First, remove any references to OS threads from the definition of Send and Sync. Instead, define them in terms of abstract concurrency. I am not well-versed enough in formal side of things to understand precisely what that should entail, but I have a litmus test. The new definition should work for interrupt handlers in embedded. In OS and embedded programming, one needs to deal with interrupt handlers — code that is run by a CPU as a response to a hardware interrupt. When CPU is interrupted, it saves the current execution context, runs the interrupt, and then restores the original context. Although it all happens on a single core and there are no OS-threads in sight, the restrictions are similar to those of threads: an interrupt can arrive in the middle of reference counter upgrade. To rephrase: Sync should be a core trait. Right now it is defined in core, but its definition references OS threads — a concept no_std is agnostic about!

Second, replace thread_local! macro with a #[thread_local] attribute on (unsafe) statics. There are two reasons why people reach for thread locals:

to implement really fast concurrent data structures (eg, a global allocator or an async runtime),
as a programming shortcut, to avoid passing a Context argument everywhere.

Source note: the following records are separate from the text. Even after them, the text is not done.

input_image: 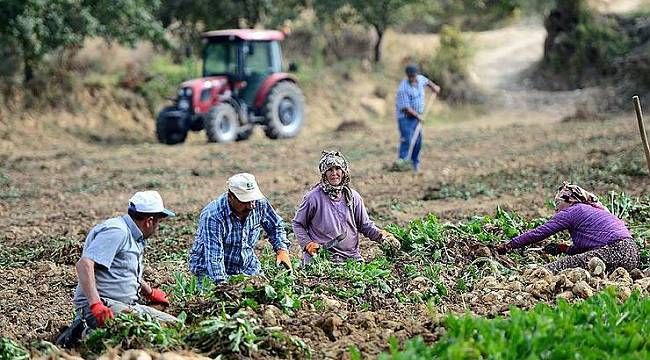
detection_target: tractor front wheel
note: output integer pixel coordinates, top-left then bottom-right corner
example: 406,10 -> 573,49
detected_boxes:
263,81 -> 305,139
156,106 -> 188,145
206,103 -> 239,143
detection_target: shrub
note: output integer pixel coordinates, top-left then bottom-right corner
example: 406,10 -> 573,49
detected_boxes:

The thread_local! macro mostly addresses the second use-case — for a very long time, it even was a non-zero cost abstraction, so that implementing a fast allocator in Rust was impossible! But, given that this pattern is rare in software (and, where it is used, it then takes years to refactor it away, like it was the case with rustc’s usage of thread locals for parsing session), I think it’s OK to say that Rust flat-out doesn’t support it safely, like it doesn’t support mutable statics.

The safety contract for #[thread_local] statics would be more strict then the contract on static mut: the user must also ensure that the value isn’t used past the corresponding thread’s lifetime.